To determine if two strings are close, we need to check if we can transform one string into the other using two operations: swapping any two characters, or swapping the counts of any two characters. We don't actually need to perform the operations, just check if it's possible.

Here's how the algorithm would work step-by-step:

  1. First, make sure both strings have the same set of characters. If one string has a character that the other doesn't, they can't be close.
  2. Next, count how many times each character appears in both strings.
  3. Then, compare the counts of each character. Even if the characters themselves are different, if the sorted lists of character counts are identical, then the strings are considered close.
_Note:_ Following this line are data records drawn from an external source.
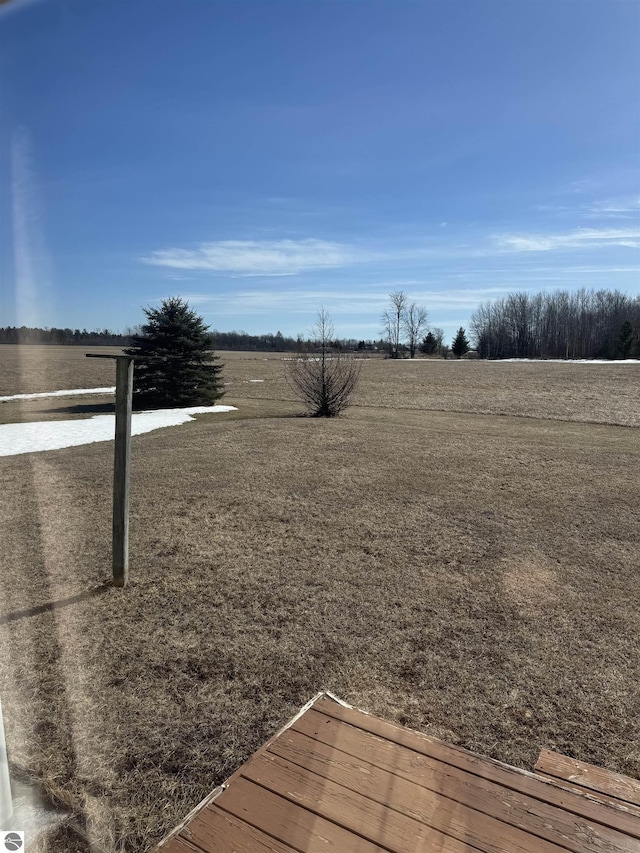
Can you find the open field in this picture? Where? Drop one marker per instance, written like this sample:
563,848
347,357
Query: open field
458,553
600,393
This is because we can rearrange characters to match counts.

Code Implementation

def areAlmostEquivalent(string1, string2):
    # Check if the strings have the same character set
    if set(string1) != set(string2):
        return False

    string1CharacterCounts = {}
    string2CharacterCounts = {}

    for char in string1:
        string1CharacterCounts[char] = string1CharacterCounts.get(char, 0) + 1

    for char in string2:
        string2CharacterCounts[char] = string2CharacterCounts.get(char, 0) + 1

    # Sort the character counts to compare distributions
    sortedString1Counts = sorted(string1CharacterCounts.values())

    # Sort the character counts to compare distributions
    sortedString2Counts = sorted(string2CharacterCounts.values())
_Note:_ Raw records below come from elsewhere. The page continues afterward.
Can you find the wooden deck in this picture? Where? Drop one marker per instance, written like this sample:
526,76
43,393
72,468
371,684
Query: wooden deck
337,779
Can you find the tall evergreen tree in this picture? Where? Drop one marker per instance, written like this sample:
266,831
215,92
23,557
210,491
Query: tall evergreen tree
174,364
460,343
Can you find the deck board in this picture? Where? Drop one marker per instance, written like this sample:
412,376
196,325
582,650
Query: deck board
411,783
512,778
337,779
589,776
    # Strings are close if the sorted counts are the same
    return sortedString1Counts == sortedString2Counts

Big(O) Analysis

Time Complexity
O(n)We iterate through each string of length n once to check if they have the same set of characters using a hash set or similar data structure. Then, we iterate through each string again to count character frequencies, which is also O(n). Finally, we sort the frequency counts, which takes O(k log k) time, where k is the number of unique characters. Since k is bounded by the size of the alphabet (a constant), sorting character counts effectively becomes O(1) in the context of overall time complexity. Because of this, the dominant operations are the initial iterations through both strings resulting in O(n).
Space Complexity
O(1)The algorithm uses two hash maps (or arrays) to store character counts for each string, and these hash maps can have at most 26 entries each (for each letter in the English alphabet). The sorted lists of character counts also require space proportional to the number of unique characters, which is again bounded by the constant 26. Therefore, the auxiliary space required remains constant, regardless of the input string length, and is independent of the length N of the input strings.

Edge Cases

word1 or word2 is null or empty
How to Handle:
Return true if both are null or empty, return false if only one is null or empty, as they cannot be transformed into each other.
word1 and word2 have different lengths
How to Handle:
Return false immediately because if they are different lengths, you can't transform one into the other.
word1 and word2 are identical
How to Handle:
Return true, because no operations are required to transform word1 into word2.
word1 and word2 have the same characters but in different frequencies (e.g., 'abc' and 'abb')
How to Handle:
Check if the frequency counts of the characters can be rearranged to be identical; if not, return false.
word1 contains a character that word2 doesn't (or vice versa)
How to Handle:
Return false immediately; Operation 2 doesn't create new characters, it only transforms existing ones.
word1 and word2 consist of only one unique character repeated multiple times (e.g., 'aaaa' and 'bbbb')
How to Handle:
Return true as all characters can be transformed with operation 2.
Maximum length strings (stress test for performance)
How to Handle:
Ensure the solution uses efficient data structures like HashMaps to achieve O(n) time complexity, preventing timeouts.
Large character sets (e.g., extended ASCII or Unicode)
How to Handle:
Ensure the chosen character counting data structure (HashMap or array) is large enough to accommodate the entire character set.